Research Article | Open Access

Volume 2023 | Article ID 4459823 | https://doi.org/10.1155/2023/4459823

Genetic Diversity and Phylogeography of Taenioides cirratus in Five Geographical Populations Based on Mitochondrial COI and Cytb Gene Sequences

Guoqing Zhang,¹Cheng Chen,¹Wenxuan Lu,¹Jing Li,¹Ting Fang,¹Kun Yang,¹Xiuxia Zhao,¹Na Gao,¹and Yangyang Liang¹

Academic Editor: Osman Sabri Kesbi

Received15 Nov 2022

Revised10 Jun 2023

Accepted15 Jun 2023

Published28 Jun 2023

Abstract

The genetic diversity of Taenioides cirratus was investigated on the basis of mitochondrial cytochrome c oxidase subunit I (COI) and cytochrome b (Cytb) gene sequences. A total of 159 specimens collected from the Chaohu Lake (CL), Nansihu Lake (NL), Taihu Lake (TL), Pearl River (PR), and Nandu River (NR) were sequenced. The total length of the sequence was 2485 bp with 412 polymorphic sites. A total of 73 haplotypes were identified, with Hap1 being the most widely distributed. The PR and NR populations showed high genetic diversity, while the CL population showed low genetic diversity. TL and NL showed high haplotype diversity but low nucleotide diversity. The analysis of molecular variance demonstrated that the sequence variations were mainly occurred among populations. T. cirratus populations are declining, and rare alleles are present at low frequencies, as analysed using a neutral test and a mismatched distribution analysis. There was a relatively high level of genetic differentiation among the populations of the Yangtze River basin (including NL), PR, and NR (Fst > 0.15).

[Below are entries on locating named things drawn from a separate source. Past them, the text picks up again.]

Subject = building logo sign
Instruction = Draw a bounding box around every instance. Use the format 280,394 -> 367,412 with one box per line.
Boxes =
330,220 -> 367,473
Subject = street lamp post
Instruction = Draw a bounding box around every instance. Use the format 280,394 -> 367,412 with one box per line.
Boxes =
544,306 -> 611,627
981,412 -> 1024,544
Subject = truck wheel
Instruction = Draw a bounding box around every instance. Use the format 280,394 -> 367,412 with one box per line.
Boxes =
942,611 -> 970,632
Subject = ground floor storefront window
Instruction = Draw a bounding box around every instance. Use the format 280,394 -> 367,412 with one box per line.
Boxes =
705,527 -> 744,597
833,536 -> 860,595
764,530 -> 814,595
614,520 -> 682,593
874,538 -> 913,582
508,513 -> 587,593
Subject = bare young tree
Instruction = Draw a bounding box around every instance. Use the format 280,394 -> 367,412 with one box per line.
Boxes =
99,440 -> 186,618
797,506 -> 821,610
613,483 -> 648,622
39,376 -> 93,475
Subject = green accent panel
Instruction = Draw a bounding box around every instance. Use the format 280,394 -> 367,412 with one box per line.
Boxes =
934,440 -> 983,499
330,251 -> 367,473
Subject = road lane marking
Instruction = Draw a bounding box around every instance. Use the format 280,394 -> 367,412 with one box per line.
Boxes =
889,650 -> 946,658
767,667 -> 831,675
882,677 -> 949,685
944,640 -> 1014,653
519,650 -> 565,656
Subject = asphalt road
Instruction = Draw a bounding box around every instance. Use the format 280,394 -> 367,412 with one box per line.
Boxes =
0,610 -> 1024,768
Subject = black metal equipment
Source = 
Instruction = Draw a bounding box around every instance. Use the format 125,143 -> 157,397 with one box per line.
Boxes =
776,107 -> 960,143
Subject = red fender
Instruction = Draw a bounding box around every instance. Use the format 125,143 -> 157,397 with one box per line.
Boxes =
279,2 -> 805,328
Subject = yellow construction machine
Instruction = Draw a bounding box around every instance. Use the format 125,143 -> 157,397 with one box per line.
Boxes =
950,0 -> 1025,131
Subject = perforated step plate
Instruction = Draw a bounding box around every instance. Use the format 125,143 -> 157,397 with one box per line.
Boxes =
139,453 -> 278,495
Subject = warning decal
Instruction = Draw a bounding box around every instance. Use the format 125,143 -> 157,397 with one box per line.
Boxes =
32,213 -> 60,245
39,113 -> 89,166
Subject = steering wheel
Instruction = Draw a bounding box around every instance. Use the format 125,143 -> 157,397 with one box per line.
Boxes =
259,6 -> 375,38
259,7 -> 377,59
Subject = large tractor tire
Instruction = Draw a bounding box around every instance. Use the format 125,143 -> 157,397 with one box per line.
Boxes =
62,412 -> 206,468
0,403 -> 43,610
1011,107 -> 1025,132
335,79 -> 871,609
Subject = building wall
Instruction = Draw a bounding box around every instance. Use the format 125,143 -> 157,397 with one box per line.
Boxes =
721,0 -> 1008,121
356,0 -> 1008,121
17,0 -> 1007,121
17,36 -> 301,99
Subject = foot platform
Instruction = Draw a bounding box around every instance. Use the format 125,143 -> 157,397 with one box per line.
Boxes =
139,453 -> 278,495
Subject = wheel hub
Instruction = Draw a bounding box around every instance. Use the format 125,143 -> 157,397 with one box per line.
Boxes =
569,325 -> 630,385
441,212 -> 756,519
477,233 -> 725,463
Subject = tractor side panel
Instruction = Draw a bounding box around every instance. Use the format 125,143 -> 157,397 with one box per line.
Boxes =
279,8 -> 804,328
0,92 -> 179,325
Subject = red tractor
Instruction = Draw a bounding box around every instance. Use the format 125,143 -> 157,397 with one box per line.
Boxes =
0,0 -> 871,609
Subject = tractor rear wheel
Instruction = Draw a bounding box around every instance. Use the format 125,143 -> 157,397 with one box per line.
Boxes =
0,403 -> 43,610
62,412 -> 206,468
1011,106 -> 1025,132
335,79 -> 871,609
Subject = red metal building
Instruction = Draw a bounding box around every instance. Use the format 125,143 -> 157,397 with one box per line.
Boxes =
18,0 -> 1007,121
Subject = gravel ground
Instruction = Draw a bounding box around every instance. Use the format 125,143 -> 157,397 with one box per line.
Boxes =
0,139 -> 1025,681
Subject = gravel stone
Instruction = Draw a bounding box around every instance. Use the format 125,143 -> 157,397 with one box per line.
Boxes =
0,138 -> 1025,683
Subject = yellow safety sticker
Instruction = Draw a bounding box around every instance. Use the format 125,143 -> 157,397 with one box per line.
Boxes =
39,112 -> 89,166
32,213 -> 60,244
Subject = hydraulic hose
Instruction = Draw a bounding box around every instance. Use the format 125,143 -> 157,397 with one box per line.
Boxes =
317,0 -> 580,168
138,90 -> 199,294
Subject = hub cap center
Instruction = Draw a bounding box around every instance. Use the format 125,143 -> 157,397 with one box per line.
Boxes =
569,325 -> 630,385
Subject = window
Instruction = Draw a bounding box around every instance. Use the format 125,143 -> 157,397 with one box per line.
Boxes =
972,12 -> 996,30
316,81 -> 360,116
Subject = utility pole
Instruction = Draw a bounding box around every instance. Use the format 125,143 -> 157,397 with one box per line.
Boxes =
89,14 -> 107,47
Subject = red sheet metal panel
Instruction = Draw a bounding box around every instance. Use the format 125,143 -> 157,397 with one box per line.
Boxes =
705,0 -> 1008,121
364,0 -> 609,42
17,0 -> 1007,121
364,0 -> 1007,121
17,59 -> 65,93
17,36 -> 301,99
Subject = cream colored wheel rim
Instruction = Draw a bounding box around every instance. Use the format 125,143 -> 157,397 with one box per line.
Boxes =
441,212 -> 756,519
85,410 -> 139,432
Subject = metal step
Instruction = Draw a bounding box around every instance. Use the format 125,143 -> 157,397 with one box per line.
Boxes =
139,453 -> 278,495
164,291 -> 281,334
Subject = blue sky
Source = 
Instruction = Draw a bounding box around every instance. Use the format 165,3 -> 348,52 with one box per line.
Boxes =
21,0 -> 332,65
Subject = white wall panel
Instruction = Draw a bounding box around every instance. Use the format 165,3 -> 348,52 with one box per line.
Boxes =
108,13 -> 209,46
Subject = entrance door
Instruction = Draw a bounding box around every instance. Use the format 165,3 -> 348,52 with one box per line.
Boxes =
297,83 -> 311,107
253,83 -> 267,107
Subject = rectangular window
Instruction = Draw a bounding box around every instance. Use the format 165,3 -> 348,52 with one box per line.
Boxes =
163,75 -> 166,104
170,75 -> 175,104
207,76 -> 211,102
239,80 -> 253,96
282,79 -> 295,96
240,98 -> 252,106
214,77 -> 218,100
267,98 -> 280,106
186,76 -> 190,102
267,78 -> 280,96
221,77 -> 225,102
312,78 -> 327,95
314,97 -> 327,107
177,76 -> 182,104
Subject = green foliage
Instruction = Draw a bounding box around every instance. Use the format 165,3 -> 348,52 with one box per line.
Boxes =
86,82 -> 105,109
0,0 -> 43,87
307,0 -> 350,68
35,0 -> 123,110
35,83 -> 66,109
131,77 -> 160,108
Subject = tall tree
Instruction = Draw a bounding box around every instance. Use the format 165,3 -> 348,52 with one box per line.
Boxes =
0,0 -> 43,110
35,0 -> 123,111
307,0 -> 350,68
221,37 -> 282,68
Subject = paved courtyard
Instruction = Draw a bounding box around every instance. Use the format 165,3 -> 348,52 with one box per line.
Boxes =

The two similar phylogenetic trees constructed by the maximum likelihood (ML) and Bayesian inference (BI) methods presented three major lineages, of which lineage II contains haplotypes from PR and NR, lineage III contains haplotypes from CL, NL, TL, and PR, whereas lineage I contains only a portion of haplotypes from NR. Based on the neutral test, mismatch analysis, and Bayesian Skyline Plot (BSP), geological and climatic events were inferred to have played an important role in the historical dynamics of T. cirratus population. Hap1, Hap25, and Hap58 were inferred as possible ancestral haplotypes by network analysis. Our study offers an essential foundation for resource preservation and additional taxonomic clarification of T. cirratus.

1. Introduction

Gobiidae is a warm-water carnivorous small fish family that occurs along the world’s coasts, except in the Arctic and Antarctic. Taenioides cirratus, which belongs to Amblyopinae, Gobiidae, and Gobioidei, is native to estuaries along the offshore coast of the East China Sea and South China Sea [1]. In recent years, it has invaded many inland lakes, such as the Chaohu Lake [2], Nansihu Lake [3], and Gaoyou Lake [4]. Liang et al. [5] speculated that under future climate change scenarios, the suitable distribution area for T. cirratus will greatly increase. Additionally, Amblyopinae taxonomy is the subject of debate [6], particularly the proposition to divide the geographical populations from Hainan Province (corresponds to the NR in present study), the Pearl River, and the Yangtze River into three independent effective species [7].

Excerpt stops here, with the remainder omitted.